DR Mark Fentyon of Dr Challoner's School in Amersham, Bucks
Headteacher Mark Fenton: 'Responsible for a much more diverse workforce' © Daniel Jones

On Wednesday, the first day of a new academic year at Dr Challoner’s Grammar School, 1,300 boys will walk or drag their heels through its gates in Amersham, Buckinghamshire.

“Looking after 1,300 students is the easy part, as 99 per cent of the time they do what you want them to do,” says headteacher Mark Fenton.

“It’s managing 150 staff that’s the much bigger task. Where once head­teachers managed only teachers, who were all on the same terms and conditions, now we’re responsible for a much more diverse workforce of support staff doing very different jobs.”

Dr Challoner’s is one of the highest-achieving schools in the UK. It is state-funded but last year opted to become an academy. By the end of these summer holidays, as many as half of England’s 3,261 secondary schools may have converted to self-governing academies, funded by central government but autonomous of local authority control.

The academy and “free school” initiatives are prominent coalition government policies, designed to grant schools greater freedom to innovate and drive up standards. But with freedom comes greater responsibility on a headteacher’s shoulders to manage resources effectively – as well as managing pupil behaviour and teacher performance.

It is therefore hardly surprising that business schools and universities are anticipating an increase in the number of headteachers enrolling on MBA and other management and leadership programmes.

Almost 60 per cent of current heads in state-funded schools hold the National Professional Qualification for Headship (NPQH). This course, which is free for state-school heads, became mandatory in 2009 for all first-time headteachers working in the state sector. But the coalition government has made the NPQH optional again. Education secretary Michael Gove has asked the National College, which runs the NPQH, to revise the course so that it could be “seen in the same light as an MBA”. A wider range of providers, including universities, will be able to run the NPQH, which will link more closely to masters and other postgraduate qualifications, allowing trainee heads to move on to a higher degree if they wish.

In the meantime, universities and business schools have an opportunity to meet growing demand.

Mark Pegg is a director of Ashridge Business School, responsible for custom executive education business where clients include the Bank of England and the City of London.
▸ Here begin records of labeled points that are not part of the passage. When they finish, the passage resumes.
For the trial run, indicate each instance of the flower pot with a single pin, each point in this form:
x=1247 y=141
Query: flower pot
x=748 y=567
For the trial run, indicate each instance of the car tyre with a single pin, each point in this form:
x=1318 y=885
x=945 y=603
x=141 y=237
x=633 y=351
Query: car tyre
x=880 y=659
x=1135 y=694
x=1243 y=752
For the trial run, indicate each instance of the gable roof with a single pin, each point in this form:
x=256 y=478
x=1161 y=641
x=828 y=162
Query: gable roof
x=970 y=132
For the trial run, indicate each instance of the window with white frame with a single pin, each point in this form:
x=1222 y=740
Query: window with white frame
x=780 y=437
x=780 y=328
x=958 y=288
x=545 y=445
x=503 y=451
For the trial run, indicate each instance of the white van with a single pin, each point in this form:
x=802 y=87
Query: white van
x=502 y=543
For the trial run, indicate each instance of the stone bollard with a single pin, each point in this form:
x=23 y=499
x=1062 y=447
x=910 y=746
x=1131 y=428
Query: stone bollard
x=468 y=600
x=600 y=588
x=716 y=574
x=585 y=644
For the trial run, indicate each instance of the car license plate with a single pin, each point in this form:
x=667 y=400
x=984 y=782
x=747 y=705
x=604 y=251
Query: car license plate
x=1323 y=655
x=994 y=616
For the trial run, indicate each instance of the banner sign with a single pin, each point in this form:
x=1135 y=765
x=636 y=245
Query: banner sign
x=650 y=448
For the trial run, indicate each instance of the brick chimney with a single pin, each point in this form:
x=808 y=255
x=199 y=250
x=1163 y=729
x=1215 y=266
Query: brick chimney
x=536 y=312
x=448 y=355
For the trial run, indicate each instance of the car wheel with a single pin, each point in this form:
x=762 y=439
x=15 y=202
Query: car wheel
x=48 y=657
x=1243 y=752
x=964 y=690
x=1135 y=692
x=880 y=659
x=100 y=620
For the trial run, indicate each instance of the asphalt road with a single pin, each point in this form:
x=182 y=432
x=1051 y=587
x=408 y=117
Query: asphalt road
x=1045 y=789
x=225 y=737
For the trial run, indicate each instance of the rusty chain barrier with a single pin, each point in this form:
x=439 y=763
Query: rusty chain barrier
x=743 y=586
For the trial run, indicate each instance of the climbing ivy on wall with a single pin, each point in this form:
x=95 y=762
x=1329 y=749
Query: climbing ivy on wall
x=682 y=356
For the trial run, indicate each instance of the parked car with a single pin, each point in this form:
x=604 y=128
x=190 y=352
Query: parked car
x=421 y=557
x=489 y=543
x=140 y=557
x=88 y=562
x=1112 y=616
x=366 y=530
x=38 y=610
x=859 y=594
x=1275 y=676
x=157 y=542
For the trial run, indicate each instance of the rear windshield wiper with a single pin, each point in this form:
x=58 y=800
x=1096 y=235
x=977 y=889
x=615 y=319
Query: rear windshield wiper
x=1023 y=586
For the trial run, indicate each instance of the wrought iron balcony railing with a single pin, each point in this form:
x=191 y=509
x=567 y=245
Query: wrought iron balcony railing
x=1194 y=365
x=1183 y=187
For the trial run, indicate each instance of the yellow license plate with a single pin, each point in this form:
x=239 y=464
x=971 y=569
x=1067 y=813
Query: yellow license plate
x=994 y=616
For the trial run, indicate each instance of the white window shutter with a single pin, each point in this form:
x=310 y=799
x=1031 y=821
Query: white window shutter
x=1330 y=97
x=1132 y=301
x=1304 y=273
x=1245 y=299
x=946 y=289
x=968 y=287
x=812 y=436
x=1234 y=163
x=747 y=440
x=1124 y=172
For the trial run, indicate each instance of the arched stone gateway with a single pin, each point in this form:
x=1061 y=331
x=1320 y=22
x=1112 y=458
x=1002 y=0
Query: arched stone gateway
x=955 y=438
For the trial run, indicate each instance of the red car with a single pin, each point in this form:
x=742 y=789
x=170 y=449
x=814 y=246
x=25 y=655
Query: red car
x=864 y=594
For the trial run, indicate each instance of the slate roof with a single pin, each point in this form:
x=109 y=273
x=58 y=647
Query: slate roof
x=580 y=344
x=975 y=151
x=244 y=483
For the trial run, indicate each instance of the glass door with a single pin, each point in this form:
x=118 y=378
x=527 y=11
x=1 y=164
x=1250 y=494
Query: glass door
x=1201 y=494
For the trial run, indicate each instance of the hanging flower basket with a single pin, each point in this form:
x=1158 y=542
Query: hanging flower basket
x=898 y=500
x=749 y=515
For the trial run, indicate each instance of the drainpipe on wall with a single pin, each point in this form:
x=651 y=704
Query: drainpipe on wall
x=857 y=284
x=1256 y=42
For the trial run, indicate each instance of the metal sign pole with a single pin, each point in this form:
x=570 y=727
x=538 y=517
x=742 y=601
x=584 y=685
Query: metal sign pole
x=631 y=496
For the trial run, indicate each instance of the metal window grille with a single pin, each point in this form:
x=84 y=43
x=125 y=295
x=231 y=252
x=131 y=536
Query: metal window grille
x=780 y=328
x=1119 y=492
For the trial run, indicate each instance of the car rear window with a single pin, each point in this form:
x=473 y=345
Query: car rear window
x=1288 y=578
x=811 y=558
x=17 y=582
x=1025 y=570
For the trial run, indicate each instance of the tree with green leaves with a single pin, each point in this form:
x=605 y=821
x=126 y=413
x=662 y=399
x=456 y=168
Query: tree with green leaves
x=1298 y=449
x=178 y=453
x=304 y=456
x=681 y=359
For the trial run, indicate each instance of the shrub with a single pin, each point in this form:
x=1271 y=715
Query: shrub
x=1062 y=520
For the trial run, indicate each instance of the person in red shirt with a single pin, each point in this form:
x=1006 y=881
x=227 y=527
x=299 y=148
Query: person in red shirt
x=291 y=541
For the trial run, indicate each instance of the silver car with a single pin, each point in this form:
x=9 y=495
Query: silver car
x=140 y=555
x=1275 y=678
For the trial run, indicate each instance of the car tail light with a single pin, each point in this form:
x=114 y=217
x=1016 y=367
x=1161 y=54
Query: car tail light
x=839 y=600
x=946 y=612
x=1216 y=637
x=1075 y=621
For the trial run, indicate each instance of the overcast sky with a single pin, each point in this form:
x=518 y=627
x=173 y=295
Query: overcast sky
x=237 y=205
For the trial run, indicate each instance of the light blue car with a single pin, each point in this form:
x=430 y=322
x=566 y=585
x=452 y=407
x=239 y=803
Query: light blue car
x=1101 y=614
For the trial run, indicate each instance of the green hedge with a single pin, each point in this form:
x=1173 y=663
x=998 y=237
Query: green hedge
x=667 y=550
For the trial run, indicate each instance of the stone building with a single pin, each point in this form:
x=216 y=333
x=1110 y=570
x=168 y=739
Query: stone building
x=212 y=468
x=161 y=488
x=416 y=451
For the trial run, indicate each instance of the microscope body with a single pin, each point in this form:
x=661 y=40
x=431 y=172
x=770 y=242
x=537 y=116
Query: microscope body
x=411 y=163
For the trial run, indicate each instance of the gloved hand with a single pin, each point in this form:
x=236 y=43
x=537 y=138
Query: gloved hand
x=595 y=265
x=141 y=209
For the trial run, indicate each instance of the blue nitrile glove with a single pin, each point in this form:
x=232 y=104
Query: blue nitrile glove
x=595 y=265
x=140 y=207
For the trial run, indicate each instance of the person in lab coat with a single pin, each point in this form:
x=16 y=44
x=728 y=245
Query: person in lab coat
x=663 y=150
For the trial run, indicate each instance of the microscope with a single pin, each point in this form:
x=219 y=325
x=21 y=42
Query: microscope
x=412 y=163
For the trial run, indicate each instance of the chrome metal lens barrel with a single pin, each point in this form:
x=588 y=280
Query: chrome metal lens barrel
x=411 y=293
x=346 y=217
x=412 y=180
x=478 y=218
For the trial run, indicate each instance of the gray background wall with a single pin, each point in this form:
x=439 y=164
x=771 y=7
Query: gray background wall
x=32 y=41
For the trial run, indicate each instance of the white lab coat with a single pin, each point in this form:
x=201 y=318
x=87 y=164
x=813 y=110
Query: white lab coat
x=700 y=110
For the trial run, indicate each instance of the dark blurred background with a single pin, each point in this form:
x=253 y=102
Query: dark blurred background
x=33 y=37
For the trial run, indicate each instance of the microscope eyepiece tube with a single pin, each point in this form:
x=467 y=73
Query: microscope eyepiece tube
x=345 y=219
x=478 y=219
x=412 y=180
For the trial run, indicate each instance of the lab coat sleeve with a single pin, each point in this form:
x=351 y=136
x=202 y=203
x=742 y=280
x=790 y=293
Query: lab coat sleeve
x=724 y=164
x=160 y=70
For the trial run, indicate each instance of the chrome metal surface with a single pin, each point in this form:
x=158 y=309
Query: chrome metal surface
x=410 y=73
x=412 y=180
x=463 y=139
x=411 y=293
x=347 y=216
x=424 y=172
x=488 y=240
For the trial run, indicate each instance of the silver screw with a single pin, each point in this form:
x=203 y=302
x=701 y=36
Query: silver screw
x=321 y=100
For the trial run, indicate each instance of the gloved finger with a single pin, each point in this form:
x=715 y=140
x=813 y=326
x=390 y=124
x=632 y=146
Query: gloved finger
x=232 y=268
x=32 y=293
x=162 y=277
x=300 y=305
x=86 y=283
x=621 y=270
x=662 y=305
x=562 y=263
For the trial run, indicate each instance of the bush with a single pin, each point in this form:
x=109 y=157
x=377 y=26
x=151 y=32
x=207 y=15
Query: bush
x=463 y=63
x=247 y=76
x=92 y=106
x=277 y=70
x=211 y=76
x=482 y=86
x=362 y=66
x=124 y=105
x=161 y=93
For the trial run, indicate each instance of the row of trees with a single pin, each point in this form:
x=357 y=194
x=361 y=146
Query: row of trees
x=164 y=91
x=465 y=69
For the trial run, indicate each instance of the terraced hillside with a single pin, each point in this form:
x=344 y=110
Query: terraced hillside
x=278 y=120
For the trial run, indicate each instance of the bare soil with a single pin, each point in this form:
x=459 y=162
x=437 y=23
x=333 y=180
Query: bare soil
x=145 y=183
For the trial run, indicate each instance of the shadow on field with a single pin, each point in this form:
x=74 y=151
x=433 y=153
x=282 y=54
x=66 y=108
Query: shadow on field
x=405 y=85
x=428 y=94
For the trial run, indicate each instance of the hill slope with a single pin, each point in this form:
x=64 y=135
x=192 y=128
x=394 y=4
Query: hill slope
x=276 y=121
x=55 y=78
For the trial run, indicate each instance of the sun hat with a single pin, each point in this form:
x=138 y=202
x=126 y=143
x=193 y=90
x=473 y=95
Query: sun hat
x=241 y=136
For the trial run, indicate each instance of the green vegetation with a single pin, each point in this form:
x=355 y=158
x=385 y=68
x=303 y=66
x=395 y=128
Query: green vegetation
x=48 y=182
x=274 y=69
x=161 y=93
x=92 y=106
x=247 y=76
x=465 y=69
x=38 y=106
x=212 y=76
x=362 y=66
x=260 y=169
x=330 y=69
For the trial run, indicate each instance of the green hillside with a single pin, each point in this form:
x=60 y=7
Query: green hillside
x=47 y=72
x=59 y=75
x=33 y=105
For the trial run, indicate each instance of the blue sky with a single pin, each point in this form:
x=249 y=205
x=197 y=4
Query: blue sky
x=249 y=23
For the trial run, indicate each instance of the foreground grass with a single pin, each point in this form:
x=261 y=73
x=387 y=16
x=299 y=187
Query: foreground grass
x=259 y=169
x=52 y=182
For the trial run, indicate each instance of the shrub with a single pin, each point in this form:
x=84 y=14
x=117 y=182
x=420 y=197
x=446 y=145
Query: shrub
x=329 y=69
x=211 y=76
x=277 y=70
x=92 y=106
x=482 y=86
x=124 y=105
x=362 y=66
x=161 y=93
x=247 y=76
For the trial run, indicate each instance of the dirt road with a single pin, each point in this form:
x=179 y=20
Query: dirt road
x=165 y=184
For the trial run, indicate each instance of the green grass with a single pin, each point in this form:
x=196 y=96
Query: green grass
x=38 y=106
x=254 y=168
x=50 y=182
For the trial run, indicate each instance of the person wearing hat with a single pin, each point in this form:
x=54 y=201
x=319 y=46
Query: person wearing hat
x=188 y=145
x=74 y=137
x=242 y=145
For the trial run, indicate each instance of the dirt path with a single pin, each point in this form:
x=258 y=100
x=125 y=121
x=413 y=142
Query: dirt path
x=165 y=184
But he is also a parent with children at Dr Challoner’s Grammar School and in his role as a deputy chair of governors spotted a need for developing emerging leaders within the school.

He rolled out the School Leadership Development Programme at Ashridge in 2009. The programme began with six teachers from Dr Challoner’s and its sister school for girls. Last year it enrolled 11 teachers from six schools in the locality. Half a dozen Ashridge faculty staff give their time for free.

“I saw similarities between what needed to happen in schools with the sort of things we develop for senior managers and leaders in larger companies and public sector organisations,” says Mr Pegg, who doesn’t rule out awarding the programme diploma or even degree status at some point.

A handful of specialist education MBAs already exist. Keele University offers a two-year part-time education MBA and Canterbury Christ Church University delivers a one-year full-time MBA in education leadership and management via a partnership between its business school and faculty of education. And the University of London-affiliated Institute of Education (IoE) offers a two-year part-time MBA in educational leadership. “Leadership is leadership and the same principles apply in industry as in education. But what differs is context,” says programme director Tracey Allen.

The MBA fee at IoE is £11,000 – a snip compared with the cost of a typical MBA. But headteachers should not rule out the value of a general MBA either, says Andrew Day, who is beginning his job as executive director of the Northumberland Church of England Academy. Mr Day started his career as a teacher, then took an MBA at Durham Business School and ran his own travel business for 10 years, before returning to teach in 2006.

“The financial training, quality assurance and HR modules of my MBA are what I’ve found to be most useful,” says Mr Day.

“Whether you go down a specialist or general MBA route doesn’t really matter. But people in education shouldn’t be blinkered. On my general MBA I was learning with and from people working at ICI, Nissan and the NHS, and we found a whole range of similarities.”